The Death of Religion and the Rebirth of Spirit: A Return to the Intelligence of the Heart by Joseph Chilton Pearce

November 3, 2009

For a period of four years my wife and I lived in Virginia. Joseph Chilton Pearce was our neighbor, and I had the rare privilege of sitting in his living room and listening to his wisdom. There are quotations in his books “Bond of Power” and “Evolution’s End” that have stayed with me for years and I will post them in a future entry. I also had the opportunity of reading “The Biology of Transcendence” in manuscript form, and Joe actually included me in his acknowledgments: a gesture which I treasure. Below is a quotation from “The Death of Religion and the Rebirth of Spirit.

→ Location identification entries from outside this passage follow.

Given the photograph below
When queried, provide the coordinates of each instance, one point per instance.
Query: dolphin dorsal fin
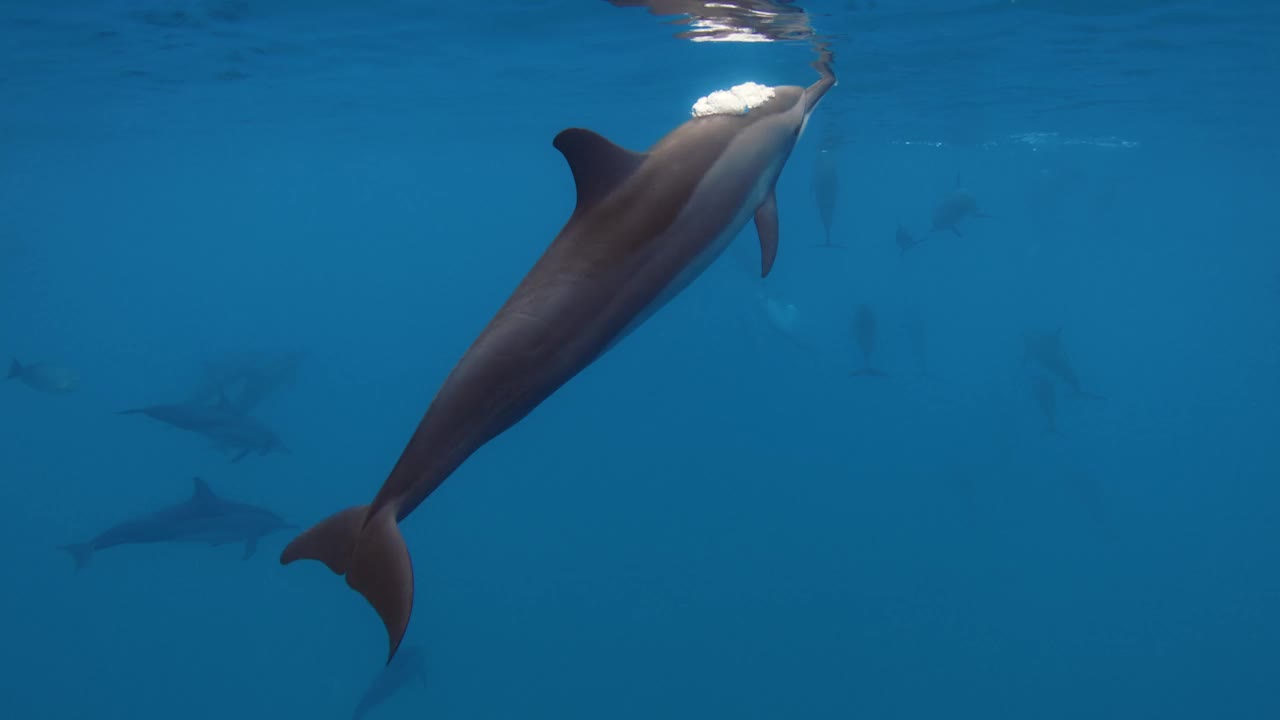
(598, 164)
(201, 492)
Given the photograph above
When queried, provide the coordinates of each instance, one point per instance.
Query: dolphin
(826, 187)
(46, 377)
(410, 664)
(954, 208)
(201, 519)
(864, 332)
(1046, 396)
(644, 226)
(1048, 352)
(220, 423)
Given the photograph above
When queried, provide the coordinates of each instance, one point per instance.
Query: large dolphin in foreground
(645, 224)
(201, 519)
(410, 665)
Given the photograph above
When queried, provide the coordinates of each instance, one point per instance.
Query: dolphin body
(1048, 352)
(410, 665)
(45, 377)
(864, 332)
(227, 427)
(955, 208)
(645, 224)
(202, 519)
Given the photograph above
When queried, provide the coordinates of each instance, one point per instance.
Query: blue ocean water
(717, 519)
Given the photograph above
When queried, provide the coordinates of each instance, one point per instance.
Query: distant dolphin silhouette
(1048, 352)
(864, 332)
(46, 377)
(227, 427)
(202, 519)
(645, 226)
(954, 208)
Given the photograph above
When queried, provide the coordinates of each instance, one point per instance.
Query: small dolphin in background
(1046, 396)
(219, 423)
(782, 318)
(408, 664)
(1048, 352)
(643, 228)
(826, 188)
(864, 332)
(905, 240)
(954, 208)
(202, 519)
(45, 377)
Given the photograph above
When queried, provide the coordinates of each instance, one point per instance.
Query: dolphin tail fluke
(370, 551)
(80, 552)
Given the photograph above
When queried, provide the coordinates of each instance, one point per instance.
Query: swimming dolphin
(1046, 396)
(826, 187)
(1048, 352)
(644, 226)
(201, 519)
(45, 377)
(220, 423)
(410, 664)
(954, 208)
(864, 332)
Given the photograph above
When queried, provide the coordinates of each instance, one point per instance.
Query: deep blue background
(712, 522)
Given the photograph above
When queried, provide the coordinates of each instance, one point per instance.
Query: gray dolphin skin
(202, 519)
(826, 188)
(410, 665)
(1048, 352)
(955, 208)
(864, 332)
(46, 377)
(644, 226)
(227, 427)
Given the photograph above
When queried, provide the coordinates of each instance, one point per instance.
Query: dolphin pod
(645, 224)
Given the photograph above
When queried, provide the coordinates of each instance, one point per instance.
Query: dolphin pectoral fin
(371, 554)
(598, 164)
(767, 224)
(869, 373)
(80, 552)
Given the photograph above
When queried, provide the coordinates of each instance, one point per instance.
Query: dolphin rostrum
(864, 332)
(644, 226)
(410, 664)
(201, 519)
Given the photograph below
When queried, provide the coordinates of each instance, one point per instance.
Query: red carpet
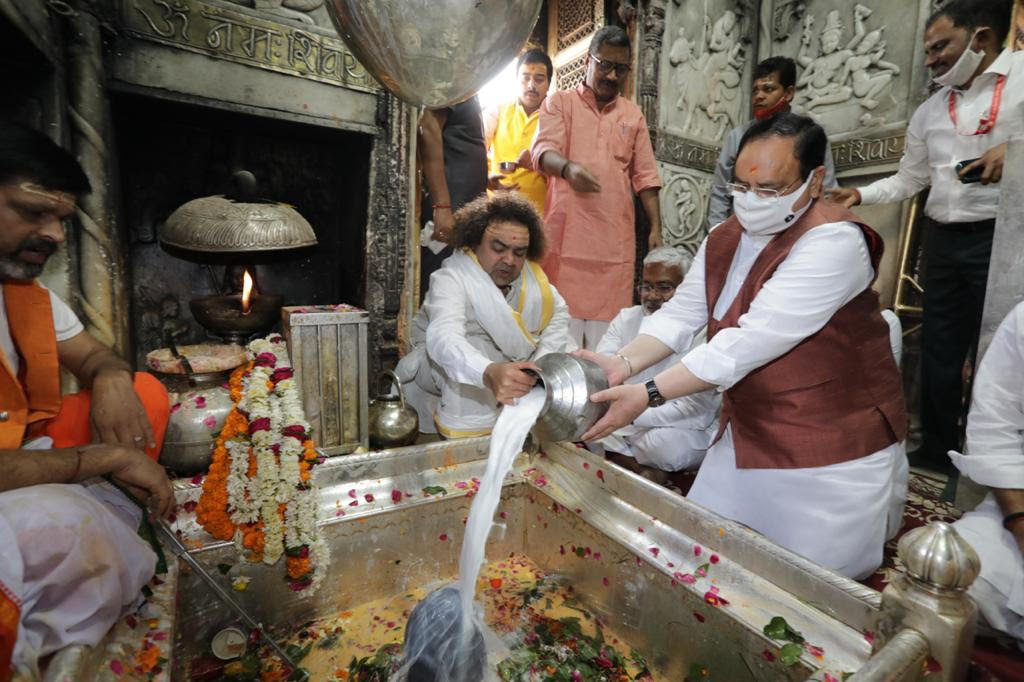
(992, 662)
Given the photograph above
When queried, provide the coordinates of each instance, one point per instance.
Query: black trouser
(955, 273)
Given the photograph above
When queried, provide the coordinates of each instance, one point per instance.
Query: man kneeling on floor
(676, 435)
(70, 555)
(488, 312)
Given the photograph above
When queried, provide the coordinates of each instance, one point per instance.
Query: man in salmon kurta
(70, 555)
(593, 145)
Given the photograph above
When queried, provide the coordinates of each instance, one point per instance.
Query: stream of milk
(445, 639)
(514, 423)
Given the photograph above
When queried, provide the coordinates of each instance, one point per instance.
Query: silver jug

P 8 Both our current religions, scientific and ecclesiastic, may well be offended at my contention here that they are destructive to life and civilization, that they are not nurturing but are, in fact, devolutionary. Yet recognition of this devolutionary effect is necessary if we are to clear the decks and open ourselves again to the evolutionary force of love and altruism that seems to lie behind our life and cosmos.